Weniger Verbrechen und Unfälle

Die Beschränkungen wegen der Corona-Krise führen zu weniger Polizeieinsätzen. Ein langfristiger Rückgang ist aber nicht zu erwarten.

© dpa/Karl-Josef Hildenbrand (Symbolbild)

Dresden. Die Maßnahmen zur Eindämmung der Corona-Pandemie haben in Sachsen kurzfristig zu weniger Straftaten und Verkehrsunfällen geführt. Grundsätzlich sei die Anzahl der polizeilich erfassten Einsätze zur Zeit rückläufig, wie die Polizei Sachsen auf dpa-Anfrage mitteilte. Eine belastbare statistische Auswertung des Kriminalitätsaufkommens in dieser Zeit stehe allerdings noch aus.
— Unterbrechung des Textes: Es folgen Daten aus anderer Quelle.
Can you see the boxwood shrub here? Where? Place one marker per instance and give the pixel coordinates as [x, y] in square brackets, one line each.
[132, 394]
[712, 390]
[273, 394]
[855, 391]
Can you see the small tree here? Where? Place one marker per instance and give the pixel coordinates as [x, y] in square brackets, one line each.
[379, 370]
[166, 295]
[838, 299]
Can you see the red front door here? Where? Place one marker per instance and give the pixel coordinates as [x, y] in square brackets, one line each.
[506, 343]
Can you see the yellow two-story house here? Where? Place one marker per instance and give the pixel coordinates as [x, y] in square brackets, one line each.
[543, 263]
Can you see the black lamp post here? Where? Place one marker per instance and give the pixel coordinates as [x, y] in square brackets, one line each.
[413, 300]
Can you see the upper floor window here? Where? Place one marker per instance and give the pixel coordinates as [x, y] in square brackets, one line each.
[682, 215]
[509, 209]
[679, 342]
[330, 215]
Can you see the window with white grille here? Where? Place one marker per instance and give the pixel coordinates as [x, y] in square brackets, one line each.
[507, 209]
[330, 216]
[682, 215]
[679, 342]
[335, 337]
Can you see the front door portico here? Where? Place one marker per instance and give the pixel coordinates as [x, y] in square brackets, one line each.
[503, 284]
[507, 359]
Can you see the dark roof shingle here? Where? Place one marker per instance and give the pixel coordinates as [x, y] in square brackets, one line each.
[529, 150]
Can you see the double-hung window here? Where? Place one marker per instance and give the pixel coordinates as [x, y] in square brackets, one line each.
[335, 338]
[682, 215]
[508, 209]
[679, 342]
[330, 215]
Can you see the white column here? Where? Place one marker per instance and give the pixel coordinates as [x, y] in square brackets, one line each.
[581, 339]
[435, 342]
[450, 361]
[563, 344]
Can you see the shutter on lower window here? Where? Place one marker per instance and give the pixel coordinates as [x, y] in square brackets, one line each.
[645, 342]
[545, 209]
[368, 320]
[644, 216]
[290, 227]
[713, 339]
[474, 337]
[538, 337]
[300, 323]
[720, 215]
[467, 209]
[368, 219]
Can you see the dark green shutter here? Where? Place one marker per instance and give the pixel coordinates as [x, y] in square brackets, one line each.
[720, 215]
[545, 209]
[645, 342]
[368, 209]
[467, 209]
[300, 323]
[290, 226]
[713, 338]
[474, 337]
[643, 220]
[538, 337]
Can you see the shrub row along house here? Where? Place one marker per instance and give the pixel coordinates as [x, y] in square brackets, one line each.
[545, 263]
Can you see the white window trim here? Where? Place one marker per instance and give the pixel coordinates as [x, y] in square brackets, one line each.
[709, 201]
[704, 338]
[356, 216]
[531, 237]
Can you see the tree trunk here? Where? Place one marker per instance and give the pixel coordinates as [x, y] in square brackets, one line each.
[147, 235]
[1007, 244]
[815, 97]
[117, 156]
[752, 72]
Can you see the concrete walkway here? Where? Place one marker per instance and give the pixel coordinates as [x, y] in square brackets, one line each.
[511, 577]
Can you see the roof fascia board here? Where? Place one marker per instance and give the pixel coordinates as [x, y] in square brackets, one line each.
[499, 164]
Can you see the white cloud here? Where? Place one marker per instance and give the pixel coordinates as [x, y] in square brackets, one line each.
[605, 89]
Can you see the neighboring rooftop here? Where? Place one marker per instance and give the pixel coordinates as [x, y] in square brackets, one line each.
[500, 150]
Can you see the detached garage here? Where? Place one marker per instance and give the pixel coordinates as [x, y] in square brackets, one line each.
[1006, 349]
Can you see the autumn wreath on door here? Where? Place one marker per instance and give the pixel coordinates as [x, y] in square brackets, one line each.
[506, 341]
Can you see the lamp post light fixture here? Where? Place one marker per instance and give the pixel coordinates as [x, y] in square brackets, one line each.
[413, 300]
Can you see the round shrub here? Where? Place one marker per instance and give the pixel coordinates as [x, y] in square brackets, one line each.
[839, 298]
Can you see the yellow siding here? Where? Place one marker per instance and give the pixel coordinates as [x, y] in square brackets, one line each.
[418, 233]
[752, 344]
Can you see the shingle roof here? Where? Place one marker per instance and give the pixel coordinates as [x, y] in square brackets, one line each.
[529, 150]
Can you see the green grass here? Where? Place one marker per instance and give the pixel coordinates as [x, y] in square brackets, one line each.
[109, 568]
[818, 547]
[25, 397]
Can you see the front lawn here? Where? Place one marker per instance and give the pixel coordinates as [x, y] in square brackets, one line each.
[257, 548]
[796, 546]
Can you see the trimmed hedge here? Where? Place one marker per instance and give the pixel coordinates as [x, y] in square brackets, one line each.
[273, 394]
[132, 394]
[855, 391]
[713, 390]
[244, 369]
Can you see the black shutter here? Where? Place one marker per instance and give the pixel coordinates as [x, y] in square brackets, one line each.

Dass die derzeit geltenden strengen Ausgangsbeschränkungen langfristig zu einem Rückgang der Kriminalität führen, erwartet die sächsische Polizei jedoch nicht: Einzelne Delikte könnten weniger häufig begangen werden, andererseits würden sich neue Deliktbereiche ergeben. Derzeit erarbeite das Bundeskriminalamt (BKA) Prognosen und Empfehlungen zu Einsatzschwerpunkten der Polizei unter den Bedingungen der Corona-Krise.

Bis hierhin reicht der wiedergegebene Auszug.